Dynamic organization and characteristics. Understand characteristics in successful and dynamic organizations. This lesson examines the characteristics of successful and dynamic organizations, with a focus on organizational behavior (OB) and its application in improving quality, control, and productivity. Organizational behavior is a field of study that investigates the impact that individuals, groups, and structure have on behavior within organizations, for the purpose of applying such knowledge toward improving an organization’s effectiveness. This lesson examines both the concepts and best practices related to organizational behavior.
How can an understanding and application of the concepts of organizational behavior help managers work in global organizations, manage workforce diversity within their home country, and manage offsite employees?
Answers should include the following areas: (1) Globalization has changed the role of a manager. First, as a manager, you are more likely to find yourself in a foreign assignment—transferred to your employer’s operating division or subsidiary in another country where you’ll have to manage a workforce very different in needs, aspirations, and attitudes from what you were used to back home. So a manager needs to understand how to best work with people from different cultures and needs to manage differences in motivation and communication. To do so successfully, a manager needs to understand how his or her employees’ culture, geography, and religion have shaped them.

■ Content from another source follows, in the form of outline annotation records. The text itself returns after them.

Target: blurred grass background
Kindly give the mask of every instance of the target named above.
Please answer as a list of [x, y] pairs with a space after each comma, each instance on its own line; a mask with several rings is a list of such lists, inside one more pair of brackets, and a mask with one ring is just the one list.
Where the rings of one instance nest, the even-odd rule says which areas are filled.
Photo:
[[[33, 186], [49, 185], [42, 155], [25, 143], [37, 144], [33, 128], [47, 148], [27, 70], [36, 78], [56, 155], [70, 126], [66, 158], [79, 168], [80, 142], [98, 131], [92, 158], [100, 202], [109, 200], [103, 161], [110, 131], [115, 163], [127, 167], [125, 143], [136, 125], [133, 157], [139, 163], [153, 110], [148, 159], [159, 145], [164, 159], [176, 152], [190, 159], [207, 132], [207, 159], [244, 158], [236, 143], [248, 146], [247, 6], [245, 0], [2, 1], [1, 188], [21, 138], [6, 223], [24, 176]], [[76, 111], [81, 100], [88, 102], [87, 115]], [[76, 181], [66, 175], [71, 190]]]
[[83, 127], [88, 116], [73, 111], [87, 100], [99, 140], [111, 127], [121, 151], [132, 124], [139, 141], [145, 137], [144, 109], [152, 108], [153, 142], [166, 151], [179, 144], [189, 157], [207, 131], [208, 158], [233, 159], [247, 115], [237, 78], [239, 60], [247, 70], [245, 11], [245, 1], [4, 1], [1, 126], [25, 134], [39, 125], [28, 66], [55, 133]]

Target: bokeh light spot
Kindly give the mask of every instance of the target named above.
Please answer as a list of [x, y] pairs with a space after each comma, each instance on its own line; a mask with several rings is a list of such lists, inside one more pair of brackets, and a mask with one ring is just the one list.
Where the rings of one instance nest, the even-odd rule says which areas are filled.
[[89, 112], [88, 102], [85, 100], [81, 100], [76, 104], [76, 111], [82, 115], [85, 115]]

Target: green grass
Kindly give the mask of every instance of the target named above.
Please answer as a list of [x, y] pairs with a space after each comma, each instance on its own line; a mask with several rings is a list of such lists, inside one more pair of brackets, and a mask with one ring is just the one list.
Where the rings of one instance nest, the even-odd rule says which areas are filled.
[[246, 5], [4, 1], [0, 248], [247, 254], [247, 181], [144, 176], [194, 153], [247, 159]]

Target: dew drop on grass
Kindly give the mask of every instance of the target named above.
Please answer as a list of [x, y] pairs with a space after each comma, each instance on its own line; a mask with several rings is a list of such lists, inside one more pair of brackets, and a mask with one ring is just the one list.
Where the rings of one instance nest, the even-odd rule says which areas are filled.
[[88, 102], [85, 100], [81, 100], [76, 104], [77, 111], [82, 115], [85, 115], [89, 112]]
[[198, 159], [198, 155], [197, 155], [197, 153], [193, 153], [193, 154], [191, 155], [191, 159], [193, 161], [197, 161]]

Dynamic organization and characteristics
Organizational behavior (OB) can help a manger learn how to adapt his or her management style to their differences. In fact, global companies now recognize that their management practices need to be modified to reflect the values of the different countries in which their organizations operate. Both the organization and the individual manager need to be acutely aware of different legal practices between one’s home country and abroad. Another challenge for managers is to oversee the movement of jobs to countries with low-cost labor. In a global economy, jobs tend to flow where lower costs give businesses a comparative advantage, though labor groups, politicians, and local community leaders see the exporting of jobs as undermining the job market at home.
Managers face the difficult task of balancing the interests of their organization with their responsibilities to the communities in which they operate, which OB can help guide. (2) Managing workforce diversity addresses differences among people within given countries, where managers must deal with prejudices and stereotyping. Today’s managers must foster equal and respectful treatment both between and among women and men, different racial and ethnic groups, individuals with various physical or psychological abilities, or those with different sexual orientation.
Managers to adapt their management style to better communicate and motivate those whose work ethic, attitude, and technological savvy differ from one another. The understanding of human behavior that OB offers can help management decide how best to leverage differences within groups for competitive advantage, whether or not to treat all employees alike, whether to recognize individual and cultural differences, how to foster cultural awareness in employees without lapsing into political correctness, how to educate the staff as to the legal requirements in each country, and determine what place diversity has within the organization. (3) Working in networked organizations: Networked organizations allow people to communicate and work together even though they may be thousands of miles apart.
The manager’s job is different in a networked organization because motivating and leading people and making collaborative decisions online requires different techniques than when individuals are physically present in a single location. As more employees do their jobs by linking to others through networks, managers must develop new skills—and OB can provide valuable insights to help hone those skills.